最後のミーティングを終え、選手達はピッチへ向かう準備をする。雨は相変わらず降りしきるが、もはや気にしている選手は1人もいない。やがて入場テーマ曲が流れ始める。


「さぁ行こう。」


長谷キャプテンが選手達に声を掛け、自ら先頭に立って歩み出す。サムライブル-のユニホ-ムに身を包んだ彼らが、グラウンドに姿を現すと、スタンドからは地響きのような大歓声が上がる。

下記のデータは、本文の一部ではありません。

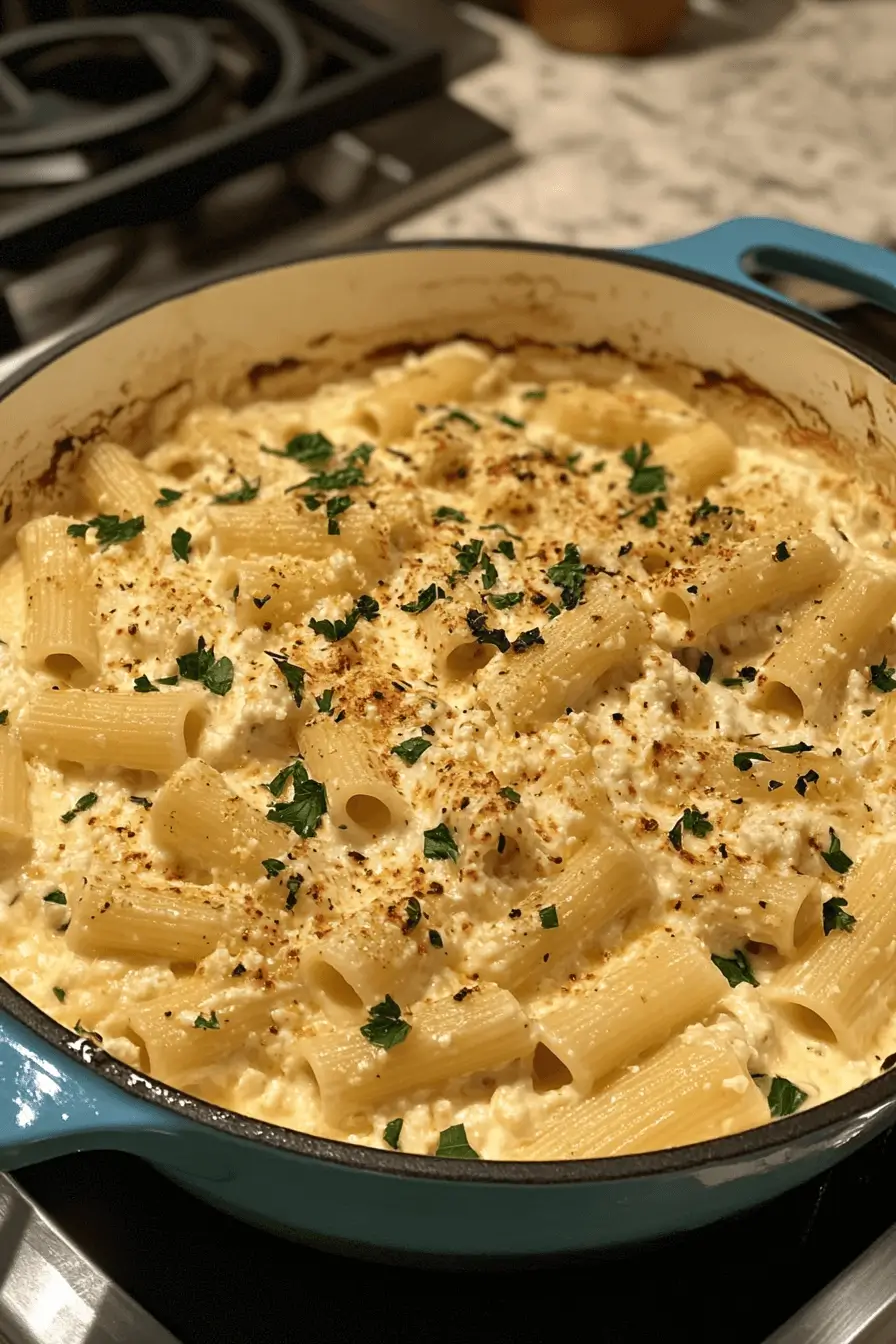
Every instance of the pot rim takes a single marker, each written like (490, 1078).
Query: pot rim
(818, 1122)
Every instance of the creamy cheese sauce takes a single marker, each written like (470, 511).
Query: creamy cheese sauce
(652, 735)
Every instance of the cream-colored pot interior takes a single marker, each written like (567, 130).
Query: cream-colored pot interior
(280, 331)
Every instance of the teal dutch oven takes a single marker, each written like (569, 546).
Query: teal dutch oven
(267, 333)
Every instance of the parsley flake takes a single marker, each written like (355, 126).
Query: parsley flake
(292, 674)
(735, 968)
(110, 530)
(644, 480)
(216, 675)
(453, 1143)
(386, 1027)
(785, 1097)
(439, 843)
(180, 540)
(834, 915)
(696, 823)
(743, 760)
(568, 575)
(425, 598)
(881, 676)
(392, 1132)
(411, 750)
(247, 491)
(81, 805)
(834, 856)
(304, 448)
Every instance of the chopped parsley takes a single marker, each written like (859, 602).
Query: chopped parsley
(461, 415)
(386, 1027)
(735, 968)
(308, 807)
(366, 608)
(525, 640)
(652, 516)
(881, 676)
(333, 508)
(439, 843)
(341, 479)
(216, 675)
(644, 480)
(501, 601)
(743, 760)
(292, 674)
(568, 575)
(834, 915)
(110, 530)
(703, 510)
(785, 1097)
(425, 598)
(834, 856)
(696, 823)
(392, 1132)
(304, 448)
(453, 1143)
(180, 540)
(489, 573)
(411, 750)
(247, 491)
(81, 805)
(477, 622)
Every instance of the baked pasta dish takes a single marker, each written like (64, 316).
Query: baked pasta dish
(465, 760)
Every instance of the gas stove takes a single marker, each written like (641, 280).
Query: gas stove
(147, 143)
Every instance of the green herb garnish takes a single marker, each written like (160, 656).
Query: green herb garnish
(834, 856)
(386, 1027)
(439, 843)
(411, 750)
(81, 805)
(736, 969)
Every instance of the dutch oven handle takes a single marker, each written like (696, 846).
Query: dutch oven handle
(731, 250)
(51, 1105)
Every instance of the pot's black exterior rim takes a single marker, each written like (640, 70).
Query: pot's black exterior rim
(810, 1128)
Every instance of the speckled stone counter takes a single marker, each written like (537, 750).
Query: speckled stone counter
(762, 106)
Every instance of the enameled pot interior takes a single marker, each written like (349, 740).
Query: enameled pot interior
(282, 331)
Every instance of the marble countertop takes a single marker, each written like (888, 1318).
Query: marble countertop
(763, 106)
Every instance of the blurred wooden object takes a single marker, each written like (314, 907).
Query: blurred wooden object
(629, 27)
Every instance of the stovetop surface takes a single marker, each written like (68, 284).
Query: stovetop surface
(211, 1280)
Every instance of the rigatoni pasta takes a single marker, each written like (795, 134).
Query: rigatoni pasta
(488, 756)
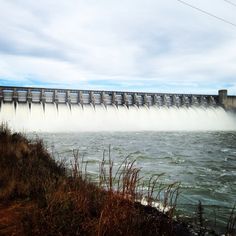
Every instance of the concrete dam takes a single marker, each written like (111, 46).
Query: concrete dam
(69, 110)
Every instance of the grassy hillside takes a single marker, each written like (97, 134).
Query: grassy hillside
(41, 197)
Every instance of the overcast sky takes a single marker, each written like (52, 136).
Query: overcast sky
(134, 45)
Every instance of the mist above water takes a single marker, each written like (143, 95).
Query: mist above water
(88, 118)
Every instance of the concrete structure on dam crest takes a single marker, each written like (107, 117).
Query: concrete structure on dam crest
(85, 97)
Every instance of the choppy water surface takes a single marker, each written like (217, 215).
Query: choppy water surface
(204, 162)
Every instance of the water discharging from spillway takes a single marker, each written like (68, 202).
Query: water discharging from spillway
(88, 118)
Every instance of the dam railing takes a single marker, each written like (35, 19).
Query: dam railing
(30, 95)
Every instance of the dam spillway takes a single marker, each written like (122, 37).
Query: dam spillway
(61, 110)
(117, 98)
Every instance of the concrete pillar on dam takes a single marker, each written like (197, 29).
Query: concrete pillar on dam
(226, 101)
(80, 98)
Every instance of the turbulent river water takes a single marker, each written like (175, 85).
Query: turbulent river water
(204, 162)
(195, 146)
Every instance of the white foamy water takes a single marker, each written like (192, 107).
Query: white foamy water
(88, 118)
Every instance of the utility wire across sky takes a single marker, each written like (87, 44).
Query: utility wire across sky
(207, 13)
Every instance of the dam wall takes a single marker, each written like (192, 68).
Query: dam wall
(228, 102)
(85, 97)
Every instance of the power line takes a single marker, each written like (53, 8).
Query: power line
(207, 13)
(230, 3)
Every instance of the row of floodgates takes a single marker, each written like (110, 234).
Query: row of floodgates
(84, 97)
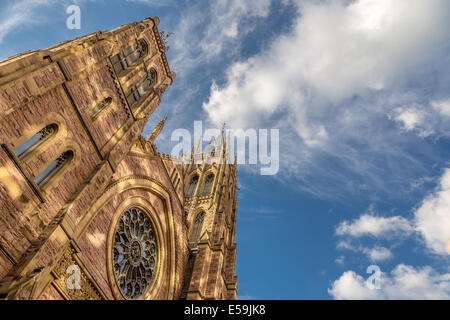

(すげぇなぁ・・・みんな俺達を、俺達の勝利を見に来てくれてるんだ。)


観客席が自分達と同じブル-のユニフォ-ムを着たサポ-タ-で埋め尽くされている。彼らが掲げる日の丸やブル-のタオルが揺れている、それは壮観な光景だった。この重要な試合をホームで戦える幸運を、翔平は改めて感じていた。


(勝てる、いや絶対に勝ってみせる。)


翔平の決意は、チ-ム全員の思いだったろう。


(あいつも、どこかで見てくれてるかな・・・?)


自分たちに続いて入場して来たイエロ-のユニホ-ムのオーストラリアチ-ムを見ながら、翔平はふと、そんな思いを抱いた。


試合前のセレモニ-は着々と進み、やがて両チ-ムの先発イレブンがピッチに散って行く。そして・・・試合開始を告げるレフリ-のホイッスルが鳴った。